Kabul risks 'running dry’ as groundwater plunges and tanker trade grows

A tanker supplying water in a Kabul neighbourhood. Afghanistan. 24th September 2025
Tameem Bahiss via Anewz

Kabul’s groundwater is falling to record lows, pushing many residents to buy drinking water from mobile tankers, according to the Ministry of Energy and Water (MoEW).

The Ministry’s spokesman Qari Matiullah Abid said that they have begun to regulate water providers and that up to 200 of them have been legalised, with guidance to source from surface water or outside the city. 

He added that monitoring teams are active, and curbs are in place on large users such as factories and high-rises. 
“Excessive reliance on groundwater could create serious problems, consumers must use surface water where possible and exercise restraint,” Abid said.

Environmental scientist Dr Mohammad Dawood Shirzad warned companies are over-extracting and hauling Kabul’s groundwater to other areas. 

He said the city’s expansion has blocked natural recharge, adding, “Even with normal rain and snowfall, the water balance will still be negative.” He urged bottling near rivers to avoid further depletion.

A Mercy Corps report in April 2025 found aquifer levels have dropped 25–30 metres in a decade, with extraction exceeding recharge by about 44 million cubic metres a year. 

It warned Kabul could run dry by 2030, displacing millions; nearly half of boreholes are already dry and up to 80% of groundwater is unsafe, while only about 20% of households have piped supply. 
Mercy Corps also reported some families spend up to 30% of income on water and many incur water-related debt.

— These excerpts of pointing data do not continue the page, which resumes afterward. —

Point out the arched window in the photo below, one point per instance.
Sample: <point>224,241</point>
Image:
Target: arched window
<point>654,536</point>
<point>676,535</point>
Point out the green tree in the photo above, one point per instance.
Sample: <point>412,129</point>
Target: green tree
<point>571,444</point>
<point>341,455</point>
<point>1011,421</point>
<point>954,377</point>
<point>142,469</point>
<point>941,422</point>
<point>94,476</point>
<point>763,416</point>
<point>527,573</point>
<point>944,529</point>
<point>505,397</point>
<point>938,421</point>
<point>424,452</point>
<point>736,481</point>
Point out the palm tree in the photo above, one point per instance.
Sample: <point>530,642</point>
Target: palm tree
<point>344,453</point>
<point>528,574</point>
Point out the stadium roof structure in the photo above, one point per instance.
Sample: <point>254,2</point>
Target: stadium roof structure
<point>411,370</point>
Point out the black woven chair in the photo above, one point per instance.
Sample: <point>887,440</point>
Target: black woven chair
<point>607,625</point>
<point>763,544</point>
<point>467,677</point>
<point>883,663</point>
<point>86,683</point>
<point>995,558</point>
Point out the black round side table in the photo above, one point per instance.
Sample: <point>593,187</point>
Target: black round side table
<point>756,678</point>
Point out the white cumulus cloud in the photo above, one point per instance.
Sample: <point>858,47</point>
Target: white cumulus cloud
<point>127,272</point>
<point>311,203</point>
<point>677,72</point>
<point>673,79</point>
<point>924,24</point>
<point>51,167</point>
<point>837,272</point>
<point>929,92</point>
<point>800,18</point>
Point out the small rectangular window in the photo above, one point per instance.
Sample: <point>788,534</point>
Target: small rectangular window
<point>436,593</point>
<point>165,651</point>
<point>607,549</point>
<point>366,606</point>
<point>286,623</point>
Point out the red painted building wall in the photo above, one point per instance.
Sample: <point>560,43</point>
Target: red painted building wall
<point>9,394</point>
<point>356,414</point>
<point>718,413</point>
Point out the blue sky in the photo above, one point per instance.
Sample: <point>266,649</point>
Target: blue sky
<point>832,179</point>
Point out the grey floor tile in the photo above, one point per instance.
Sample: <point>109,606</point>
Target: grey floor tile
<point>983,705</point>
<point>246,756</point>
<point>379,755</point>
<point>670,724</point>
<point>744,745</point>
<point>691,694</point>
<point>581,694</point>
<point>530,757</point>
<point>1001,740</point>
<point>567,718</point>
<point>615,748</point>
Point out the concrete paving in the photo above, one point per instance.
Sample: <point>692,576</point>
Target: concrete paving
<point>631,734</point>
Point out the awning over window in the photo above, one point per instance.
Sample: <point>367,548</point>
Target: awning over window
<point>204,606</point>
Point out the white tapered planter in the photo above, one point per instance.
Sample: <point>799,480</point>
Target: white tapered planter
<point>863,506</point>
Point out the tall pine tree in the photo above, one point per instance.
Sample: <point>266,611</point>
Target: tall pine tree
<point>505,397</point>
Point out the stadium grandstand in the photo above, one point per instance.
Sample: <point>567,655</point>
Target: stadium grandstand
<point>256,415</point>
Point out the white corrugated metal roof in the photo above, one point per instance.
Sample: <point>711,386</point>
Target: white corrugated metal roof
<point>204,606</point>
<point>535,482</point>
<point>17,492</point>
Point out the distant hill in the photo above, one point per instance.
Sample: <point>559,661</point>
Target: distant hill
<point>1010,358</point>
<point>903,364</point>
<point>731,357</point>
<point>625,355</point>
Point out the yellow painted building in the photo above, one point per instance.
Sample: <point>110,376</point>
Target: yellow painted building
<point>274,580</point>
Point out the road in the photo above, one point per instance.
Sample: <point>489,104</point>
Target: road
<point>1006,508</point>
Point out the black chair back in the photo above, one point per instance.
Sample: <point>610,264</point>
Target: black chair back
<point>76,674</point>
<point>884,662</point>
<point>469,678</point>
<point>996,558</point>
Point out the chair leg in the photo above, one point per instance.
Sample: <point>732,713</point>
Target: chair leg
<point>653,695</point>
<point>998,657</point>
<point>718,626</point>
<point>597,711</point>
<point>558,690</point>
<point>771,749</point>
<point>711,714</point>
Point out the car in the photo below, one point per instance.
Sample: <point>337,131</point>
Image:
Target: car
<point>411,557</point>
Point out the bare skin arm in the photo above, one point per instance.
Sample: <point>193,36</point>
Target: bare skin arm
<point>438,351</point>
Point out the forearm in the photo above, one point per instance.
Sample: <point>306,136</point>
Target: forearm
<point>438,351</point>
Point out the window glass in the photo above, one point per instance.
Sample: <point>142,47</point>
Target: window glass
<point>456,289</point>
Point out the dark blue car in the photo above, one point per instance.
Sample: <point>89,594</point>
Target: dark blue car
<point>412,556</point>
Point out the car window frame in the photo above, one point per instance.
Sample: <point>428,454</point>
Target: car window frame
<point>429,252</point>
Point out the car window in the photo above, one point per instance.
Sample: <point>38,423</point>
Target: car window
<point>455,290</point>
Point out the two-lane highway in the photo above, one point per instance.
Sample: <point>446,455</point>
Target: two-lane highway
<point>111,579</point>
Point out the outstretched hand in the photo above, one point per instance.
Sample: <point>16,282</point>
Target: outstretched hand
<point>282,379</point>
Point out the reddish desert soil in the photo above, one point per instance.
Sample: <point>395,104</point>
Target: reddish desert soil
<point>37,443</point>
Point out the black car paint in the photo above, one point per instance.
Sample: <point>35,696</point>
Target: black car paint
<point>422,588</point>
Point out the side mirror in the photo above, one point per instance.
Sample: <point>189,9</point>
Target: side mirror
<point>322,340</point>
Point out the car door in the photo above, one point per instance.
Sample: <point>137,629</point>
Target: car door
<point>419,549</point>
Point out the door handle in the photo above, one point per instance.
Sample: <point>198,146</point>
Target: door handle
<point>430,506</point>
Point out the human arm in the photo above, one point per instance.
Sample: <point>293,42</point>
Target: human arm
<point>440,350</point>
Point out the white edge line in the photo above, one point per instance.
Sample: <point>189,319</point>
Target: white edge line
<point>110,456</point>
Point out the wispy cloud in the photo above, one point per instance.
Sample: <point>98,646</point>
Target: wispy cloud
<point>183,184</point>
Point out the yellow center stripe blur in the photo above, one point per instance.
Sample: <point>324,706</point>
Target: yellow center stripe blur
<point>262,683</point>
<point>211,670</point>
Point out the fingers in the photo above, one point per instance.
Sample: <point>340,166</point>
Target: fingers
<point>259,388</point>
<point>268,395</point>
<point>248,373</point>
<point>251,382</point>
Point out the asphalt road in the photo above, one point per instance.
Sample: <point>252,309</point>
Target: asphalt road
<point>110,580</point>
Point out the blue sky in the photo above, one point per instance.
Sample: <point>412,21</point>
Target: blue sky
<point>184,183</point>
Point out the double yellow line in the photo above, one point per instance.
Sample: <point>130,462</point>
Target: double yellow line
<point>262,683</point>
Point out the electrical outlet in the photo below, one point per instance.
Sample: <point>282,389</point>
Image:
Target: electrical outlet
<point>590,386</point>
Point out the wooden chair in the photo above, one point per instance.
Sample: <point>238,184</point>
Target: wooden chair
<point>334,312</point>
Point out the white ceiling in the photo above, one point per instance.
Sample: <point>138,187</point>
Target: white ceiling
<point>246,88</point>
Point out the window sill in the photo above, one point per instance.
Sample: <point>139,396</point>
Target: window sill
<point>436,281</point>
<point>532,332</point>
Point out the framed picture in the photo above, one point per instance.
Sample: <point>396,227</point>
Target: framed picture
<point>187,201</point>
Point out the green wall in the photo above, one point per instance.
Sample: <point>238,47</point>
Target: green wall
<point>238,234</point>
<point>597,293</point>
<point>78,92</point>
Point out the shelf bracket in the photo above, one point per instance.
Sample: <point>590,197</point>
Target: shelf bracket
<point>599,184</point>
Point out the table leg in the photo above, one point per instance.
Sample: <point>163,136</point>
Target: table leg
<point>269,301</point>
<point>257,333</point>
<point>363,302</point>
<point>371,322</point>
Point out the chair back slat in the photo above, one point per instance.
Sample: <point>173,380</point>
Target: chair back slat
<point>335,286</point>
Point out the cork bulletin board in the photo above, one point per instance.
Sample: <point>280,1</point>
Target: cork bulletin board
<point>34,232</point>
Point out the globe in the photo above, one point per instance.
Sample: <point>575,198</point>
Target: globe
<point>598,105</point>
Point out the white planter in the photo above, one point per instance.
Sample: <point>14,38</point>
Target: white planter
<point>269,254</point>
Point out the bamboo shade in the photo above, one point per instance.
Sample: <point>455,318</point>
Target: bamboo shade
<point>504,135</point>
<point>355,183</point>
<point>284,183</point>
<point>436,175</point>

In June, the UN Assistance Mission in Afghanistan (UNAMA) said nearly one-third of Afghans still lack safe drinking water, with more than 10 million using unsafe sources. The European Union office in Afghanistan has voiced similar concerns and offered support.

Separately, Minister of Economy Qari Din Mohammad Hanif asked Japan and United Nations Office for Project Services (UNOPS) to resume a US$24m Japan International Cooperation Agency (JICA)-funded project to supply drinking water to New Kabul, which was suspended since December 2020.